Jamaica, long associated with a vibrant pot-smoking culture, passed a law decriminalizing possession of small amounts of ganja.
"Ganja law gets green light," the Jamaican Observer said in its online version.
Minister of National Security Peter Bunting said the change came after an "elephantine" slog through parliament that took decades.
"To describe this Bill's development as elephantine, is to label it in euphemistic terms since the Parliamentary deliberations on it commenced as far back as 38 years ago," he said in a statement.
He added: "It eliminates an unnecessary source of friction between police and citizens, and ensures that our young people are not gratuitously shackled with criminal records."
The new law makes possession of small quantities of pot a non-arrestable offense that can instead result in a fine.
It will also permit the use of marijuana for religious, medical, scientific, and therapeutic purposes.
Finally, it will provide for regulation through the granting of licenses to permit the development of a lawful industry for medical ganja and industrial hemp, the minister's statement said.

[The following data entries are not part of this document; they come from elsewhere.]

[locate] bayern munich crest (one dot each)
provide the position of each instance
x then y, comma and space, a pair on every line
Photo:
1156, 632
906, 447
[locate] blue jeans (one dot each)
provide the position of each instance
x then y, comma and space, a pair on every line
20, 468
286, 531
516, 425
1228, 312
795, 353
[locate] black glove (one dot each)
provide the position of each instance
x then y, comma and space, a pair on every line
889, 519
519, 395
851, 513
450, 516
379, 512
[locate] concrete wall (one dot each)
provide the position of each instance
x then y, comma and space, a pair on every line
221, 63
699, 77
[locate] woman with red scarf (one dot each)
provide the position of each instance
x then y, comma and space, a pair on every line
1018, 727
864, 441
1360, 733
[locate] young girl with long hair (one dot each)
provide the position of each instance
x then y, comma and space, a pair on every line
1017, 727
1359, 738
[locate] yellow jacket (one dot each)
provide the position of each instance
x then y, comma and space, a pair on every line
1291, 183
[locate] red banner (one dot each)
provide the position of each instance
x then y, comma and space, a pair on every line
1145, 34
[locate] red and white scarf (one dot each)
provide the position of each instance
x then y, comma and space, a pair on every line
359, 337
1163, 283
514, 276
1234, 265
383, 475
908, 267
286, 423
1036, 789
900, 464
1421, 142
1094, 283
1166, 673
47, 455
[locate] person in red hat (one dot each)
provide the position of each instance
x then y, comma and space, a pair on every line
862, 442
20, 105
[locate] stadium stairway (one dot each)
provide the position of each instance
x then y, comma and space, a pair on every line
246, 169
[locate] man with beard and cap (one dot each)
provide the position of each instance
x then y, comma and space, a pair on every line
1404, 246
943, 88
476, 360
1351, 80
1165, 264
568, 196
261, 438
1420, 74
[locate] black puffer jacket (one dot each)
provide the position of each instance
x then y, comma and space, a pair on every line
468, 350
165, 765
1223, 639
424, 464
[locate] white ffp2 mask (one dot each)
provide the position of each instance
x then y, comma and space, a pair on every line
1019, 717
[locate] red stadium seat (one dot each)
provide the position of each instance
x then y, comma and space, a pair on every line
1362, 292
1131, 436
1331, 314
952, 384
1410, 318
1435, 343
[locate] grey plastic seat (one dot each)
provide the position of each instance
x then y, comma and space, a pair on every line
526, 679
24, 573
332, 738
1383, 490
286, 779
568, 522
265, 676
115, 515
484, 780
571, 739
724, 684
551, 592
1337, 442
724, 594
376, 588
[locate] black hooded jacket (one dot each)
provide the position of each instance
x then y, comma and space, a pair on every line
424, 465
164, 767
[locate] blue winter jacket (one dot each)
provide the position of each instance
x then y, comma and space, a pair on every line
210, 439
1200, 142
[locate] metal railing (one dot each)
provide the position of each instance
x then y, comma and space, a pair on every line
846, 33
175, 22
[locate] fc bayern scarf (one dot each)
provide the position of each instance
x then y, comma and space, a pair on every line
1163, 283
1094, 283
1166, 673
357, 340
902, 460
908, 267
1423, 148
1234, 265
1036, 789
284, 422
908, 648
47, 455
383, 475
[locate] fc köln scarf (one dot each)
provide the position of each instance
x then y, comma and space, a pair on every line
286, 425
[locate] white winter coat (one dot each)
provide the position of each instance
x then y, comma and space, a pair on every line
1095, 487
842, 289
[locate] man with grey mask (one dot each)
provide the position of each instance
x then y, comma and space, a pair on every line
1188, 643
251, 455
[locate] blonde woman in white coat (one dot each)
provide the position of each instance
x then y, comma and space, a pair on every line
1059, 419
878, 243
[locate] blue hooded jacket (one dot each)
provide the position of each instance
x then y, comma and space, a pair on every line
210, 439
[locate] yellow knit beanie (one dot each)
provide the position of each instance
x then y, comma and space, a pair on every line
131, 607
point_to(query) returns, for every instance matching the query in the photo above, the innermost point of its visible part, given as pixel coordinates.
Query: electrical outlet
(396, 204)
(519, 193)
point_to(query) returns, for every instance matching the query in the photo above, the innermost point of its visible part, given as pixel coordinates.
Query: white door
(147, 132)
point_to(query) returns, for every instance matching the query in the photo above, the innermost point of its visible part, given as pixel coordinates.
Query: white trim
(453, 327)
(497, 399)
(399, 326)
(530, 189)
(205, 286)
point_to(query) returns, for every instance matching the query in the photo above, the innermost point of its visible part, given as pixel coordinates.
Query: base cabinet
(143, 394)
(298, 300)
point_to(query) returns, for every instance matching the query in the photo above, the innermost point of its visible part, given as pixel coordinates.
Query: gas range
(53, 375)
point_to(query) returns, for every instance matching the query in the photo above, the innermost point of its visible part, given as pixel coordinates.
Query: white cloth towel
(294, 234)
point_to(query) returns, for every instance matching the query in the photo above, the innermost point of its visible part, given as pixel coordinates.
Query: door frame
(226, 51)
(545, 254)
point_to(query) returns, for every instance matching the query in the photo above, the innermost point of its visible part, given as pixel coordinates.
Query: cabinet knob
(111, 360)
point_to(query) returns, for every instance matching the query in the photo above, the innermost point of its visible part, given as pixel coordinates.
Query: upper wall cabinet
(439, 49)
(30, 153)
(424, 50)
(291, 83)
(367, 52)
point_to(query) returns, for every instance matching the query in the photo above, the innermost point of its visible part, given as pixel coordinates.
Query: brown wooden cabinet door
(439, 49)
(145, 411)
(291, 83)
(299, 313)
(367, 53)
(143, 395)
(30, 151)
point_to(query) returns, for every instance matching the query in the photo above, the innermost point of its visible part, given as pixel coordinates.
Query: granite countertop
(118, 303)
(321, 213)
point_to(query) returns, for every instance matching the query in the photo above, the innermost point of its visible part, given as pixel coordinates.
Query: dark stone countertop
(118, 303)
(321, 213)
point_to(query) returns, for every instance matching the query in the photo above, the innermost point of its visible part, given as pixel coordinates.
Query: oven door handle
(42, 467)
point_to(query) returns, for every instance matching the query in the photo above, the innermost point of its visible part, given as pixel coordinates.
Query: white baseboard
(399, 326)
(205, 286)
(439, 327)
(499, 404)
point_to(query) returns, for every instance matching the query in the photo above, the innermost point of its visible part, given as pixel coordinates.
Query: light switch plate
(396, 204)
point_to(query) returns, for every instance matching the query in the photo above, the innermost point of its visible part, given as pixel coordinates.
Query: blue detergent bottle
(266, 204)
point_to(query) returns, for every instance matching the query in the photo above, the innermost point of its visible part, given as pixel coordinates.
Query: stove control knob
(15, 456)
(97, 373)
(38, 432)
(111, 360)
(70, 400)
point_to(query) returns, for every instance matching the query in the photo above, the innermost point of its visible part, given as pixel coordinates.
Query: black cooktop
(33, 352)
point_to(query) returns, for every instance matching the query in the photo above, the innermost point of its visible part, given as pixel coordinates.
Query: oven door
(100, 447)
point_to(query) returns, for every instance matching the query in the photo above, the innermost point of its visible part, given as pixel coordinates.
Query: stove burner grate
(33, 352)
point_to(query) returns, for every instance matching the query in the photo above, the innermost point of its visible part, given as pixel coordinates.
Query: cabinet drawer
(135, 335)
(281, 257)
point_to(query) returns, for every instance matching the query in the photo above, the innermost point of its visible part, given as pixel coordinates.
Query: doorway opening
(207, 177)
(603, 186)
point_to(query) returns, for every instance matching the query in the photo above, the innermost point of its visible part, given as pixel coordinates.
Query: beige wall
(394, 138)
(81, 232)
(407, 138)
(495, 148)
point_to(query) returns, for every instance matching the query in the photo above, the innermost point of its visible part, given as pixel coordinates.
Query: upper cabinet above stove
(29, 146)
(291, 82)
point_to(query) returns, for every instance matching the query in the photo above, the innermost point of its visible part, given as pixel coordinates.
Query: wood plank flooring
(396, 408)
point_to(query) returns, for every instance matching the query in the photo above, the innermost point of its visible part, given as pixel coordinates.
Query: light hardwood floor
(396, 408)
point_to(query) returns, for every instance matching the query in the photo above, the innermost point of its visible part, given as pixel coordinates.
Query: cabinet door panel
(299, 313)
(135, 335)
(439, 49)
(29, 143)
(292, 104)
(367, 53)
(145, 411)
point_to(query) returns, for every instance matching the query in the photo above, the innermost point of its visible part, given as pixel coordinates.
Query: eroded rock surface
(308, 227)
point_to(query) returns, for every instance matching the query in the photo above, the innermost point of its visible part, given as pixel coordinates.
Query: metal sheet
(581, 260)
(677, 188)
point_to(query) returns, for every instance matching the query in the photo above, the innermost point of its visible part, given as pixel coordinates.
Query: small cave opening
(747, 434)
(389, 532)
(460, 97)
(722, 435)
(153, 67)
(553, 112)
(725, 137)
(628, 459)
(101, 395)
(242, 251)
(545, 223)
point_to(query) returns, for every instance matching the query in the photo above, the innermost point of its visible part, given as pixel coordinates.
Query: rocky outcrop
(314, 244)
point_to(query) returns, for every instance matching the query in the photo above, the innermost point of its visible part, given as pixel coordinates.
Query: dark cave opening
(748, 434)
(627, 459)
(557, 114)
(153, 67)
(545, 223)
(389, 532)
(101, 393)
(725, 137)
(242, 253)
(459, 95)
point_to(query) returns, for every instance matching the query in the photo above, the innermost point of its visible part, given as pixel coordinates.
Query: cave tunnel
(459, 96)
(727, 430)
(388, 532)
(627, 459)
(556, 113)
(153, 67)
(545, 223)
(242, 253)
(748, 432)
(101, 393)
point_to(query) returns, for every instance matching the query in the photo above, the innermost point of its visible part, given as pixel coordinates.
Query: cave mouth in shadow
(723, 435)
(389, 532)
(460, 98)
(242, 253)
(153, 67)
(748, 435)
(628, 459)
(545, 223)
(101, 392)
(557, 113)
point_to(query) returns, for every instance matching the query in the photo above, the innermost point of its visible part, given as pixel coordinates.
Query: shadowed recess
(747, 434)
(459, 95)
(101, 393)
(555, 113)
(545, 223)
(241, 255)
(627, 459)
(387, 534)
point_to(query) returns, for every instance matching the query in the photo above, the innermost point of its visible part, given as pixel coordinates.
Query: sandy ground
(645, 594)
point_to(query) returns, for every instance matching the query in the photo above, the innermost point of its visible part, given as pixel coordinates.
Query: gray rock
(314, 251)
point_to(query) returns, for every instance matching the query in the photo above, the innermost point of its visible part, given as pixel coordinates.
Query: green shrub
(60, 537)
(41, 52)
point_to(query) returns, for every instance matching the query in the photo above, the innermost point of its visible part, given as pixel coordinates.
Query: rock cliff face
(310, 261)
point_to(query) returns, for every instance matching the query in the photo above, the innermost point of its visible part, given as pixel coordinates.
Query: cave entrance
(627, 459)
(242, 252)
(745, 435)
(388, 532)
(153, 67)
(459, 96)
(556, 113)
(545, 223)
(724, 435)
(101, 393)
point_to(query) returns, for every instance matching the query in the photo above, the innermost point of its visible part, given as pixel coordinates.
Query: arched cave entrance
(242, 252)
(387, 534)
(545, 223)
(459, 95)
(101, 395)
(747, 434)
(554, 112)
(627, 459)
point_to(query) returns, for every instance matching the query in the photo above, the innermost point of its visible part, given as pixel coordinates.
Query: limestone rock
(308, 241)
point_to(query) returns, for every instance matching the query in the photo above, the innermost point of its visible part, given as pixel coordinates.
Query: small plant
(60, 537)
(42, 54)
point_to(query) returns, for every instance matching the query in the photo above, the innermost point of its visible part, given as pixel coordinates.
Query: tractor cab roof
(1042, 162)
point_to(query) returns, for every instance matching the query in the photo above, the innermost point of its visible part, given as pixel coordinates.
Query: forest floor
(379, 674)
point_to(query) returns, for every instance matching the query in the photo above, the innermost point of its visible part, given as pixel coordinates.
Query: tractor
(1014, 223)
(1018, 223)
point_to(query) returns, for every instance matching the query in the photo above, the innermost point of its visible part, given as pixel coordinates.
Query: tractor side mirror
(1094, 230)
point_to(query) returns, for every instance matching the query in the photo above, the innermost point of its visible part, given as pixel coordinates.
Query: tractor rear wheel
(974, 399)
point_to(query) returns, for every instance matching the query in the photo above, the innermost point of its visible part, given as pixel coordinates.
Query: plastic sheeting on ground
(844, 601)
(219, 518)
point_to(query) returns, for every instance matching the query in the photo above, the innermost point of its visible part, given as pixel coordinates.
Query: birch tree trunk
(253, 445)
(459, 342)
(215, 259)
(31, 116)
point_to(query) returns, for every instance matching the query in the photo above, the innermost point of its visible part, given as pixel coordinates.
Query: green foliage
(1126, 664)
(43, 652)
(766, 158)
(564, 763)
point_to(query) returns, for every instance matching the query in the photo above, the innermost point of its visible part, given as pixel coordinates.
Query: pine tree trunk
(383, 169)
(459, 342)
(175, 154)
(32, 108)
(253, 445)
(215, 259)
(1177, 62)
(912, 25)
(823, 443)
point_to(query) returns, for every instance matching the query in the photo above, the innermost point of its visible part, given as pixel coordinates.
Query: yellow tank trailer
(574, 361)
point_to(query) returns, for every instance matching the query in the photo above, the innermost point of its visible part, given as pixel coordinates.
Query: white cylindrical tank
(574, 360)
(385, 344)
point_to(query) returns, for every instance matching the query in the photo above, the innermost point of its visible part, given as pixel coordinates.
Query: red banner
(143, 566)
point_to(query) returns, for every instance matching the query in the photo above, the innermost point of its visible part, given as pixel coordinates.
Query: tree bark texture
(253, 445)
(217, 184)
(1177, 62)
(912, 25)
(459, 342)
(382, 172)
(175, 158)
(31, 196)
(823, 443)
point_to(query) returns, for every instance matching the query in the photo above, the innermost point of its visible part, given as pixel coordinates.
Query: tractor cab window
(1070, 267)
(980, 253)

"It is significant because it begins to correct decades of criminalizing tens of thousands of Jamaicans, mostly poor young black males, for possession of a little 'spliff'," Bunting said.
"This progressive legislation also begins to correct the victimization of our Rastafarian brethren which started in colonial times and continued after Independence," he added.
Rastafarianism, the religion followed by late Jamaican reggae star Bob Marley, includes the ritualistic use of marijuana.